Republic of the Philippines
SUPREME COURT
Manila
SECOND DIVISION
G.R. No. L-54290 May 31, 1988
DON PEPE HENSON ENTERPRISES and VICENTE HENSON,
petitioners,
vs.
IRINEO PANGILINAN, MELQUIADES GUZMAN, MARCIAL DAYRIT, JUAN PANGILINAN, MARIANO DAVID, and the HON. COURT OF APPEALS, respondents.
Ocampo, Sicat & Ayson Law Office and Bausa, Ampil, Suarez, Parades & Bausa for petitioners.
Antonio S. Yumul and Judicial Cases Division for respondents.
PADILLA, J.:
Petition for review on certiorari of the decision * of the Court of Appeals dated 6 June 1980 in CA-G.R. No. 10535-CAR entitled "Irineo Pangilinan, et. al., plaintiffs-appellees vs. Don Pepe Henson Enterprises, et. al., defendants-appellants," which determined the decision ** of the Court of Agrarian Relations holding that private respondents are tenants in petition-employers" landholdings.
On 27 May 1976, private respondents filed an action for injunction with the Court of Agrarian Relations in CAR Case No. 1566-P'76 praying that petitioners be restrained from molesting and disturbing them in the peaceful possession of the lands they were tilling as tenants. Petitioners' men had allegedly fenced the affected areas and had prohibited private respondents from entering the premises which they had planted with palay and vegetables. 1
On 20 July 1976, the Court of Agrarian Relations through Judge Milagros A. German issued a temporary restraining order restraining petitioners from disturbing private respondents in their peaceful possession and enjoyment of the landholdings. On 31 October 1979, the same Court, this time through Judge Cesar V. Alejandria, rendered judgment in favor of private respondents finding them to be lawful leasehold tenants entitled to security of tenure. 2
Petitioners appealed the CAR decision to the Court of Appeals.
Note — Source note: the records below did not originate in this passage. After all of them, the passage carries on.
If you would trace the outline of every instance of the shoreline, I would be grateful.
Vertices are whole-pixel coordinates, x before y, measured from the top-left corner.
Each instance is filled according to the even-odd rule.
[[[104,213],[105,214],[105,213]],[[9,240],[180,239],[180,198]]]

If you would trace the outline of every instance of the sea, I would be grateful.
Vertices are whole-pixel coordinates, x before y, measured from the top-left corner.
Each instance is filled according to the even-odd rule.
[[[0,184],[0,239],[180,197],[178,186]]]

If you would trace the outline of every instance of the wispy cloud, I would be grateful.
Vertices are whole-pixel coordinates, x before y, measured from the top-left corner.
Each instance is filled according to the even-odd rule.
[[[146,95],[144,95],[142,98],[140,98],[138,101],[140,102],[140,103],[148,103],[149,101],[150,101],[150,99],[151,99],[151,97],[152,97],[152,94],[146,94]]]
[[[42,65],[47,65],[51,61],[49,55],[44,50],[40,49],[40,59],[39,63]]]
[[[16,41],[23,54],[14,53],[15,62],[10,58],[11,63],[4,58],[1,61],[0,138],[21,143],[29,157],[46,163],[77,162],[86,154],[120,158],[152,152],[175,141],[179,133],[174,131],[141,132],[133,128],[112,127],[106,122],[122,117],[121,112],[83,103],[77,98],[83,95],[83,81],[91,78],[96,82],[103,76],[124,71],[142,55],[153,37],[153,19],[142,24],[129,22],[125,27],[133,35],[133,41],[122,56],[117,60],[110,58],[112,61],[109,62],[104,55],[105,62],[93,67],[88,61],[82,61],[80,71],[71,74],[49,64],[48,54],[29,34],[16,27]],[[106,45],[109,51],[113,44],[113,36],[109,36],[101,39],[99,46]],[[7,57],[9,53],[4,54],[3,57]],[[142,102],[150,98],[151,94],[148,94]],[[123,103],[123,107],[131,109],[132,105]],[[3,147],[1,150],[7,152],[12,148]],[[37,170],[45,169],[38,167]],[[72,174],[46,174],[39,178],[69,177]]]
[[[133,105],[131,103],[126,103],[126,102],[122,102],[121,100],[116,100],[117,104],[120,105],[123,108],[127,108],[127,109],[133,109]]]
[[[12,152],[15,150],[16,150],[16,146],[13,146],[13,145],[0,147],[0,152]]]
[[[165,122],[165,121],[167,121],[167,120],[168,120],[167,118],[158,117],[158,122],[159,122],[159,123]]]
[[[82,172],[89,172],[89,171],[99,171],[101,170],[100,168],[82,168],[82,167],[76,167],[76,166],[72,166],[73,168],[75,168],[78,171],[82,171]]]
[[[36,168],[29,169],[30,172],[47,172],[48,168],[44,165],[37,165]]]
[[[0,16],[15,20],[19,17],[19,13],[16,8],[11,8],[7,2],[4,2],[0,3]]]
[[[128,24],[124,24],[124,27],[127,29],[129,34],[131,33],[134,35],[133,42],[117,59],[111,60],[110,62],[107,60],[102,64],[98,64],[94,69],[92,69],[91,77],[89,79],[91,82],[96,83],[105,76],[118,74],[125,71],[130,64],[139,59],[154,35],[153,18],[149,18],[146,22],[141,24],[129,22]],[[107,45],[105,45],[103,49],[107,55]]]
On 6 June 1980, the Court of Appeals affirmed the decision in toto, holding that a leasehold tenancy relationship existed between petitioners and private respondents based on the evidence adduced in the trial court. 3
Petitioners dispute the sufficiency of such evidence, and assert that the Court of Appeals should not have just ruled on the findings of fact of the trial court, but should have made its own findings of fact and conclusions of law. 4
The facts, as found by the trial court, and concurred in by the Court of Appeals, are as follows:
Petitioner Don Pepe Henson Enterprises is a partnership duly organized under the laws of the Philippines, owning about three hundred sixty (360) hectares of land in Pampanga province. Two hundred (200) hectares of these are devoted to sugar, while the others have been or are in the process of being developed as subdivisions. Petitioner Vicente Henson manages petitioner partnership. On 2 February 1966, petitioners executed a Contract of Lease over the agricultural portion of their lands in favor of Faustino Ocampo. Pertinent provisions of this Contract read as follows:
2. That the lease shall be strictly on a year to year basis beginning the crop year 1966-1967, renewable from year to year thereafter provided that the LESSOR shall have the right to terminate the lease of the entire area or portions thereof, such as may be needed by it for subdivision or other purposes, by giving the LESSEE written notice of termination of lease six (6) months in advance; ...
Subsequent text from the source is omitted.